UPDATE: Jan. 23, 2020: Former Wells Fargo CEO John Stumpf will pay a settlement of $17.5 million for his connection to the bank’s 2016 fake accounts scandal, said the Office of the Comptroller of the Currency, which also barred Stumpf from working in the banking industry. See Banking Dive's latest coverage.
The Office of the Comptroller of the Currency (OCC) is preparing civil charges against as many as 10 former Wells Fargo managers, stemming from their ties to the bank’s 2016 fake accounts scandal, sources told Bloomberg.
Carrie Tolstedt, who ran Wells Fargo’s community banking division; former Chief Administrative Officer Hope Hardison; and onetime chief auditor David Julian could be among those facing charges, according to sources.
The OCC, the bank’s primary regulator, may reach settlements with some of the people charged. The agency did not respond to Banking Dive’s request for comment.
Wells Fargo has faced penalties from the OCC in the past, but a charge against former employees would mean the regulator also wants to hold individuals accountable for the scandal.
The San Francisco-based bank has been under scrutiny from lawmakers and regulators since 2016, when Wells Fargo employees were found to have created roughly 3.5 million fake accounts to receive sales-based incentives.

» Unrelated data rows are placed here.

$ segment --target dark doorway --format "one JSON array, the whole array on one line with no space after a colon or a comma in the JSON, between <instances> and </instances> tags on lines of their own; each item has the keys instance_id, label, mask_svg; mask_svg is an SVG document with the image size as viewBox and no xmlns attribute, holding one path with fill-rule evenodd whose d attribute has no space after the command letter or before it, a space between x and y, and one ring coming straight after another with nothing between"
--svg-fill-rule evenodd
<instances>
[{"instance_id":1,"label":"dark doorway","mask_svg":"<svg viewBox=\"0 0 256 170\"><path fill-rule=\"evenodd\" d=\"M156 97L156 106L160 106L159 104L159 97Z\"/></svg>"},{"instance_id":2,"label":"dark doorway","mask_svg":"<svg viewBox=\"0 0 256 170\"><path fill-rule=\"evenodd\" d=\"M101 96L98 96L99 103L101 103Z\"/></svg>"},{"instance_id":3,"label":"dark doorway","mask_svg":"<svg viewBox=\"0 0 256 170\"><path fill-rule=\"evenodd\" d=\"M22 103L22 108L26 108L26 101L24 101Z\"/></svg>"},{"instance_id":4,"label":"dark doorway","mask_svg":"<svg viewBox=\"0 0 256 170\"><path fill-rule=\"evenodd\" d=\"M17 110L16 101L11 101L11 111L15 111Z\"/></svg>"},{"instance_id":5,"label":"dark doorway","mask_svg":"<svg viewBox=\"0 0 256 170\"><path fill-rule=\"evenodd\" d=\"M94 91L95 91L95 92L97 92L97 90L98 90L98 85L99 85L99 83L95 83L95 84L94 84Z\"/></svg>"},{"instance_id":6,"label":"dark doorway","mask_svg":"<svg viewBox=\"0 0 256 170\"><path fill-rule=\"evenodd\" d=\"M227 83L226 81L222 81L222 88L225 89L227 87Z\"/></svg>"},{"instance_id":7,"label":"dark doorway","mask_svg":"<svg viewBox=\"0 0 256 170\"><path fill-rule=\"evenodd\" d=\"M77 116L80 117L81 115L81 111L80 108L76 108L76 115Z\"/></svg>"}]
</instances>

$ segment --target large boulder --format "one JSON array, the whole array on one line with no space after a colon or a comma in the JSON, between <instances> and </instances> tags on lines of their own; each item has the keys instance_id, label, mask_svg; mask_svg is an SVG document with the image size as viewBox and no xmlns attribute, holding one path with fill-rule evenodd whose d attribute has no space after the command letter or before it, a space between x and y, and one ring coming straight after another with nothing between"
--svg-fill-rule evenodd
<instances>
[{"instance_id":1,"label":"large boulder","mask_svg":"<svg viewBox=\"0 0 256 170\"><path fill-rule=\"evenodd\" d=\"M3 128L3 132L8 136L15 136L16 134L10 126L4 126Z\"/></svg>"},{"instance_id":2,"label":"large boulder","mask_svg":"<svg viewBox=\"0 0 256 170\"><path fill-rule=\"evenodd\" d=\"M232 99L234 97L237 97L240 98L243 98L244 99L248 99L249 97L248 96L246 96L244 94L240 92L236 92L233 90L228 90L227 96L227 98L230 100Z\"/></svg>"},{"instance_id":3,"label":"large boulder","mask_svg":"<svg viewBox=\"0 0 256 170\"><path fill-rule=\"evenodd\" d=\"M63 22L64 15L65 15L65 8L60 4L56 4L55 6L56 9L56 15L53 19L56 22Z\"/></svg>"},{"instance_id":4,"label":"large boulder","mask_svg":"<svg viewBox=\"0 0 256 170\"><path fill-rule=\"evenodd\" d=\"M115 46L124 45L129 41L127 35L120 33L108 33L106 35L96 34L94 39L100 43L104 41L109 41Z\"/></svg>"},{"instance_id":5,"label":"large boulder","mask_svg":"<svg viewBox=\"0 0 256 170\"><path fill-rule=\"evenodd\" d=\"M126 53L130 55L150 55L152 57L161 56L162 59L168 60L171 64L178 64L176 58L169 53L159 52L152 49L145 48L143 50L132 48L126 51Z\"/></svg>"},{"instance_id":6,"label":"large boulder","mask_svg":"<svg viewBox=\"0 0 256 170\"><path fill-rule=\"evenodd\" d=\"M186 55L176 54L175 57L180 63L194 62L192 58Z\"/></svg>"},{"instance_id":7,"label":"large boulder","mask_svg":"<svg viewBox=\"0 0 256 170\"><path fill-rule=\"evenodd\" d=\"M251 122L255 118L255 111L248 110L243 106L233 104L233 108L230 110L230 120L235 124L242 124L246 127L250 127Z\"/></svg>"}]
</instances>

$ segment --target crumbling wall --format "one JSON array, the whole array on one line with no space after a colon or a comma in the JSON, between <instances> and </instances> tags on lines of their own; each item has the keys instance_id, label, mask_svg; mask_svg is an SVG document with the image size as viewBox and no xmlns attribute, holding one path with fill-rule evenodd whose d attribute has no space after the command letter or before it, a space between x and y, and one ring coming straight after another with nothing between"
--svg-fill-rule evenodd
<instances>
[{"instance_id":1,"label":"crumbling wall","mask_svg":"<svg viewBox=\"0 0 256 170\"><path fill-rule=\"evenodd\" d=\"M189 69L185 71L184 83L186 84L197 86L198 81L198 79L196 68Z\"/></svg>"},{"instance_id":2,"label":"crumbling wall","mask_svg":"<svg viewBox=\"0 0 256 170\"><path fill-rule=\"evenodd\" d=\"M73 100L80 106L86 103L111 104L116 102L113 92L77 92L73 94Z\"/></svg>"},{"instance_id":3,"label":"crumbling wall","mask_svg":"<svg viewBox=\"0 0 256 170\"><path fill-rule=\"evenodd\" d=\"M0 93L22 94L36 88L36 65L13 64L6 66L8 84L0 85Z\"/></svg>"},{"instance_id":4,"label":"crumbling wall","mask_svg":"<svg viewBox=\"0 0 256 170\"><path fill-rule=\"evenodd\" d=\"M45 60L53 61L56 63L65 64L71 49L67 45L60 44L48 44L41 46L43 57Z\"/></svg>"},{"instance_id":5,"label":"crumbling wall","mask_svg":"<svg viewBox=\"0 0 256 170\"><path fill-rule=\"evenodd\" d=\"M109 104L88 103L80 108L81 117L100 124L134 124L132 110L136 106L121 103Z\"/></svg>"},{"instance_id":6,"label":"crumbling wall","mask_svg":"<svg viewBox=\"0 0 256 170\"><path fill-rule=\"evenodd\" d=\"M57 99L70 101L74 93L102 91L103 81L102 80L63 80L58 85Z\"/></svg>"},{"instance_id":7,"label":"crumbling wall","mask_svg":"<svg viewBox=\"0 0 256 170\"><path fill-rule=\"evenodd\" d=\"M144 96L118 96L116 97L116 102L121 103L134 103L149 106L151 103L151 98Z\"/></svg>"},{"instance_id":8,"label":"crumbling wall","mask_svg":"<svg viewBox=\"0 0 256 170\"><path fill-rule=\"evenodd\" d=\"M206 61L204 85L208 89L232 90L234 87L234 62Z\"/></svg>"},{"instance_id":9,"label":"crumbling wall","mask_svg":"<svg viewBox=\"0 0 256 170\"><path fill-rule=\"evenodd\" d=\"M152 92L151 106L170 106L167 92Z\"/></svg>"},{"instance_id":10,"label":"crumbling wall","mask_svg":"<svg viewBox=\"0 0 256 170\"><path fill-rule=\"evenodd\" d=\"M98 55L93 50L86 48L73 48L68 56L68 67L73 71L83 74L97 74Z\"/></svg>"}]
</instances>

The OCC levied a $500 million penalty against the nation’s fourth-largest bank in 2018 and ordered the bank to make restitution to customers. It also ordered Wells Fargo to “develop and implement an effective enterprise-wide compliance risk management program.”
American Banker reported this month that Justice Department prosecutors in California and North Carolina, with assistance from both the OCC and the Securities and Exchange Commission, conducted a federal criminal investigation of former employees.
Sources told the publication federal prosecutors could charge former members of Wells Fargo's upper management as early as this month.
The reports come as new Wells Fargo CEO Charlie Scharf attempts to turn the bank around following the scandal that played a role in the departure of two CEOs.
Scharf said last week that he is prioritizing the resolution of Wells Fargo’s regulatory issues.
“During my first three months at Wells Fargo, my primary focus has been on advancing our required regulatory work with a different sense of urgency and resolve, while beginning to develop a path to improve our financial results,” Scharf said in a press release.
During a Q4 earnings call with analysts last week, Scharf said the bank has 12 public enforcement actions that require a significant commitment of resources.
The bank is also operating under a $1.95 trillion asset cap since the Federal Reserve restricted its growth in 2018.